Can be picked up on routine ultrasound

Question 11

What investigations would you do for suspected GTD?

Answer 11

Serum HCG (higher in complete mole)

Ultrasound: snow storm appearance in CM

Question 12

What is the management of GTD?

Answer 12

ERPC to remove trophoblastic tissue (->histology)
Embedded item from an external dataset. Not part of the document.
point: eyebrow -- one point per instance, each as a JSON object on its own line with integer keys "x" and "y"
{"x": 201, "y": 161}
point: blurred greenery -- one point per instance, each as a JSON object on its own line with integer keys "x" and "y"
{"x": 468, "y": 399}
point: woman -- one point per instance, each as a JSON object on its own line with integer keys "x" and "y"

Monitor hCG (urine or serum) – see next slide

Question 13

When can people get pregnant after GTD?

Answer 13

-Next pregnancy: not until follow-up complete.
(or not until 1 yr later if chemotherapy uses).
Need regular early scans in pregnancy (8/14wks)
No longer need to have HCG measured after a subsequent pregnancy event.

Question 14

When can the OCP be used after GTD?

Answer 14

OCP: can be used after ERPC whilst HCG levels are being monitored.

Question 15

What are the follow-up GTD HSE guidelines for complete mole?

Answer 15

check serum HCG weekly until 3 normal results. Then monthly.
If hCG has reverted to normal within 8 weeks of the pregnancy event then follow up will be for 6 months from the date of uterine evacuation.
If hCG has not reverted to normal within 8weeks of the pregnancy event then follow-up will be for 6months from normalisation of the hCG level.

Question 16

What are the follow-up GTD HSE guidelines for partial mole?

Answer 16

Check serum HCG weekly until normalisation then one further check 4 weeks later

Question 17

When do people with GTN need chemo?

Answer 17

hCG rises or plateau after evacuation

Bleeding: heavy vaginal or GI/intraperitoneal

Histological evidence of choriocarcinoma

Evidence of mets (brain, liver, GI, resp)

Question 18

When do GTN need to be sent for registry/monitoring/advisory centre in cork?

Answer 18

HCG> 20,000>4 wks post ERPC
HCG abnormal 6/12 post ERPC

Question 19

What is choriocarcinoma?

Answer 19

Malignant neoplasm of trophoblastic cell

Question 20

What are the causes of choriocarcinoma?

Answer 20

50 %: Molar pregnancy
40% Normal pregnancy
5% miscarrage/ectopic
5% non-gestational (germ cell ovarian)

Question 21

What are the clinical features of choriocarcinoma?

Answer 21

As detailed for GTD
After normal pregnancy:
Malaise/amenorrhoea (due to raised hCG)
Invades uterine muscle: irreg vaginal bleeding months/years after childbirth
Mets via blood vessels Lung (cough, dysp, haemoptysis), Brain (headache, dizziness, faint), GIT (rectal bleeding), Liver

Cannonball mets

Question 22

How is choriocarcinoma treated?

Answer 22

ERPC

Chemotherapy
Low risk (Score </= 6): methotrexate +/- folic acid
or Actinomycin D

High risk (score >/=7) combination chemotherapy EMA/CO

Question 23

What is the survival rate of choriocarcinoma?

Answer 23

5 yr survival approaches 100%

Question 24

What are scoring indicators for choriocarcinoma?

Answer 24

Age
Nature of proceeding pregnancy
Time from pregnancy to treatment
Pretreatment HCG
Largest tumour size
Site of mets
Number of mets
Previous failed chemo

Question 25

What investigations do staging include?

Answer 25

Investigations include serum HCG, pelvic u/s, CT TAP+/-MRI brain

Question 26

What are the stages of choriocarcinoma?

Answer 26

•Stage I: Disease confined to the uterus
•Stage II: GTN extends outside of the uterus, but is limited to the genital structures (i.e., adnexa, vagina, broad ligament)
•Stage III: GTN extends to the lungs, with or without known genital tract involvement
•Stage IV: All other metastatic sites

Question 27

What follow up after chemotherapy is needed for choriocarcinoma?

Answer 27

HCG
Fortnightly for 6 months
Monthly for 1 yr after treatment
Every 2 months for 2yrs

Follow-up for at lease 5 years may be considered in those at highest risk

Question 28

Which of the following is correct in relation to molar pregnancy

1. Partial hydatidiform moles are more likely to require chemotx than complete moles
2. The COCP and HRT are safe to use once HCG levels have normalised
3. Following molar pregnancy women are at increased risk of future congenital foetal malformation and infertility
4. Complete molar pregnancies are associated with foetal parts
5. All partial moles are diploid (contain 46 pairs of chromosomes).